— Так-то так: да он выпросил позволение остаться при больном С., похоронил его, потом еще прожил здесь два дня и уехал с конвойным догонять свою партию.
— Похоронил С.?! С. умер?..
Все как громом были поражены этой вестью… С. был молодой польский поэт, прелестные переводы которого из Надсона и оригинальные стихи нравились даже мне, плохо понимавшему по-польски, и которого за месяц перед тем все мы видели здоровым, сильным, полным бодрости и энергии.

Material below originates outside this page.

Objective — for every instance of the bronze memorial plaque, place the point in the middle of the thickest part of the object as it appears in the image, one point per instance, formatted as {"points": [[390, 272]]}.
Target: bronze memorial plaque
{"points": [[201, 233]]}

Этапное здание сразу потемнело в наших глазах, стало унылым, холодным, неприветным; и когда, шатаясь и бледнея, вошли мы в одну из камер и увидали враждебно высившиеся в вечерних сумерках пустые нары, на нас пахнуло вдруг холодом смерти. Здесь он страдал, здесь умер, почти одинокий, беспомощный, вдали от друзей и родины!.. Правда, любезный унтер, видимо уже каявшийся в том, что сболтнул о смерти С., уверял, будто он умер не в этой, а в соседней камере, куда мы отказались поэтому идти, но утешение было небольшое. В стене нашего помещения была огромная щель в эту страшную камеру, и, помню, я с мучительным любопытством заглядывал в нее, всматриваясь в сумрачную пустоту, где, чудилось мне, бродил дух поэта. И завывавший по временам в трубе ветер казался мне его стонами…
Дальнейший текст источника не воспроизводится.